NAC enhances wogonin-induced apoptotic cell death. HPCCs were pre-treated with sterile water or NAC for 2 h, then treated with 0.1% DMSO or 40 µM wogonin for 24 h. (A) Analysis of the cell death ratio by trypan blue revealed that wogonin could enhance the cell death ratio, and this effect could be further promoted by co-treatment with NAC. (B) Cell viability was determined by CCK8; cell viability was reduced by wogonin and was further inhibited by co-treatment with NAC. (C) Caspase-3 levels were assessed by immunoblotting, revaling that the expression level of caspase-3 could be upregulated by wogonin, and was further promoted by co-treatment with NAC. (D) Flow cytometry revealed that wogonin could increase the cell apoptosis ratio, and the increased effect of co-treatment with NAC was significant. Data are presented as the mean ± standard deviation from triplicated experiments. *P<0.05; **P<0.01. HPCC, human pancreatic cancer cell; DMSO, dimethyl sulfoxide; NAC, N-acetyl-cysteine; GAPDH, glyceraldehyde 3-phosphate dehydrogenase; CCK-8, cell counting kit-8.
The signaling pathways involved in wogonin-induced autophagy.

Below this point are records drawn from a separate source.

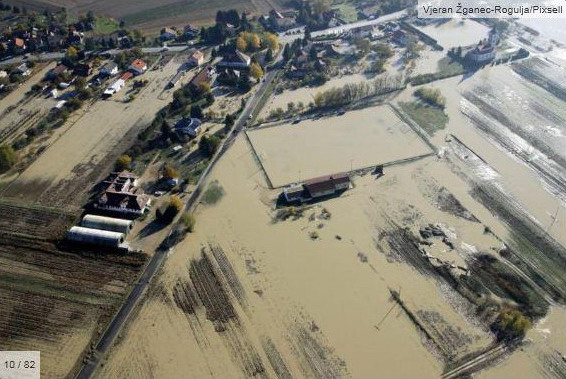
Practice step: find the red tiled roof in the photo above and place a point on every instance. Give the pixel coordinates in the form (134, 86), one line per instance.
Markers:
(325, 183)
(127, 75)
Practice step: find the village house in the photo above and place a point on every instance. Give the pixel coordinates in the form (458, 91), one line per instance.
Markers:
(19, 45)
(279, 22)
(235, 60)
(109, 69)
(206, 75)
(58, 70)
(168, 34)
(83, 69)
(189, 126)
(138, 67)
(190, 31)
(399, 37)
(196, 58)
(317, 188)
(121, 195)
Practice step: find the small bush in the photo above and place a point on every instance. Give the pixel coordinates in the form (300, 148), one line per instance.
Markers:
(188, 220)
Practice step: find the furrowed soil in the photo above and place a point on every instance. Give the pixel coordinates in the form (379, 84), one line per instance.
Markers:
(265, 298)
(152, 15)
(88, 145)
(53, 301)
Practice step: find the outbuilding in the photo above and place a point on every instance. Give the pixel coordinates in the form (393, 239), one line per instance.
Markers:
(107, 223)
(95, 236)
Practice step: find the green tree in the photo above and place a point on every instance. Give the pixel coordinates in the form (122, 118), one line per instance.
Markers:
(172, 209)
(511, 324)
(170, 172)
(256, 71)
(123, 162)
(8, 158)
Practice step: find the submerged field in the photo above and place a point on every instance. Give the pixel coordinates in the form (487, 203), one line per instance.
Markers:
(53, 301)
(356, 140)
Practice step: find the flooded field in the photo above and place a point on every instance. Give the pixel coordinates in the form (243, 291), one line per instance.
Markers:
(96, 137)
(359, 139)
(454, 32)
(306, 94)
(53, 300)
(527, 120)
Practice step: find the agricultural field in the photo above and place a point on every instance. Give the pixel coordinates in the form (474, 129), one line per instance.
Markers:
(526, 116)
(454, 32)
(53, 300)
(151, 15)
(88, 144)
(356, 140)
(264, 297)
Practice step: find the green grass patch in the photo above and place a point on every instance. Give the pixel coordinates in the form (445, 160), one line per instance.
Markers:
(105, 25)
(431, 119)
(447, 66)
(213, 193)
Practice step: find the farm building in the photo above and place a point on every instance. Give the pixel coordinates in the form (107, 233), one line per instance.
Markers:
(114, 87)
(317, 188)
(485, 51)
(109, 69)
(122, 196)
(95, 236)
(110, 224)
(138, 67)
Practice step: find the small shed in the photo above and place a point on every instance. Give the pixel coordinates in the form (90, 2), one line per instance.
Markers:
(95, 236)
(107, 223)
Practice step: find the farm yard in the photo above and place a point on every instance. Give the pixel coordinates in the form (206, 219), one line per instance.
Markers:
(150, 15)
(356, 140)
(54, 301)
(87, 146)
(272, 295)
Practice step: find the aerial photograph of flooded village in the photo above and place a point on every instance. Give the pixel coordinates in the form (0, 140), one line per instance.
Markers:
(280, 189)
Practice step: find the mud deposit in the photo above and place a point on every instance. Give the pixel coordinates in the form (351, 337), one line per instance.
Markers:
(526, 116)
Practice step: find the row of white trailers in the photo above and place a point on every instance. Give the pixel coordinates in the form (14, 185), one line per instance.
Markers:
(102, 231)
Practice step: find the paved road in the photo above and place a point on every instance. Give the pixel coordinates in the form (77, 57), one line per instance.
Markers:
(58, 55)
(289, 37)
(109, 336)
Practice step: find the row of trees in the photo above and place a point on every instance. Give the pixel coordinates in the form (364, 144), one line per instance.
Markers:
(349, 93)
(252, 42)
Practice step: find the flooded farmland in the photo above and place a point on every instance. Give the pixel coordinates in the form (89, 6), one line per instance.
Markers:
(356, 140)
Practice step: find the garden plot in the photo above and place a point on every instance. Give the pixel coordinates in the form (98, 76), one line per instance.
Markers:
(359, 139)
(454, 33)
(526, 116)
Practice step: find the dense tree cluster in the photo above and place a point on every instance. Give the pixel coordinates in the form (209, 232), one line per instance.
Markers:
(431, 96)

Wogonin activates Beclin-1 and PI3K. Wogonin also promotes ROS generation, inducing ROS-mediated autophagy by activating the ULK1, AKT, 4E-BP1 and CYLD signaling pathways, and inhibiting the mTOR signaling pathway. GAPDH, glyceraldehyde 3-phosphate dehydrogenase; mTOR, mammalian target of rapamycin; P-, phosphorylated; T-, total; ULK1, Unc-51 like autophagy activating kinase 1; AKT, protein kinase B; 4E-BP1, 4E-binding protein-1; PI3K, phosphatidylinositol-3-kinase; ROS, reactive oxygen species; CYLD, cylindromatosis.